I don’t believe the Court is a partisan institution. I instead believe that it has simply not yet worked out what a consistent position for its newfound originalist majority should be. And when it finally gets around to considering that question in the context of campaign finance, it will recognize its inconsistency. The question then will be what it will do.
James Madison, the author of the First Amendment, promised us a Congress “dependent on the people alone,” where by the people, he meant, “not the rich more than the poor.” That his words have been read to produce a government plainly “dependent on” the rich more than the poor is not on him. It is the product of a Court unconstrained by the original meaning of his First Amendment.
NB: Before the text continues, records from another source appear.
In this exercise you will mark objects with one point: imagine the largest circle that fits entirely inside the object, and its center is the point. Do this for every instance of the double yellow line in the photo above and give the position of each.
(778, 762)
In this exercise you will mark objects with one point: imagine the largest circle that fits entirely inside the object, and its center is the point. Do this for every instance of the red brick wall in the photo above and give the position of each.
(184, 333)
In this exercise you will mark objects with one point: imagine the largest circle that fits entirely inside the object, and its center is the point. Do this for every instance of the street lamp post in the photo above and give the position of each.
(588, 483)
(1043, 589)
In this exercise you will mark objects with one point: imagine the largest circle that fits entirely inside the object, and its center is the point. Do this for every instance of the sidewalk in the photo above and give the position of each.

Whether this Court will remain so unconstrained — whether it will continue to impose its values on the Constitution’s text regardless of the meaning the framers gave to that text—is the most urgent constitutional question on the Supreme Court’s docket.


Thank you, Mr Lessig.
It is urgent that we work on the question you frame for us: "James Madison, the author of the First Amendment, promised us a Congress “dependent on the people alone,” where by the people, he meant, “not the rich more than the poor.” That his words have been read to produce a government plainly “dependent on” the rich more than the poor is not on him. It is the product of a Court unconstrained by the original meaning of his First Amendment. Whether this Court will remain so unconstrained — whether it will continue to impose its values on the Constitution’s text regardless of the meaning the framers gave to that text—is the most urgent constitutional question on the Supreme Court’s docket."
Thank you for remembering Mr Aaron Swartz and reminding us of some of his many contributions.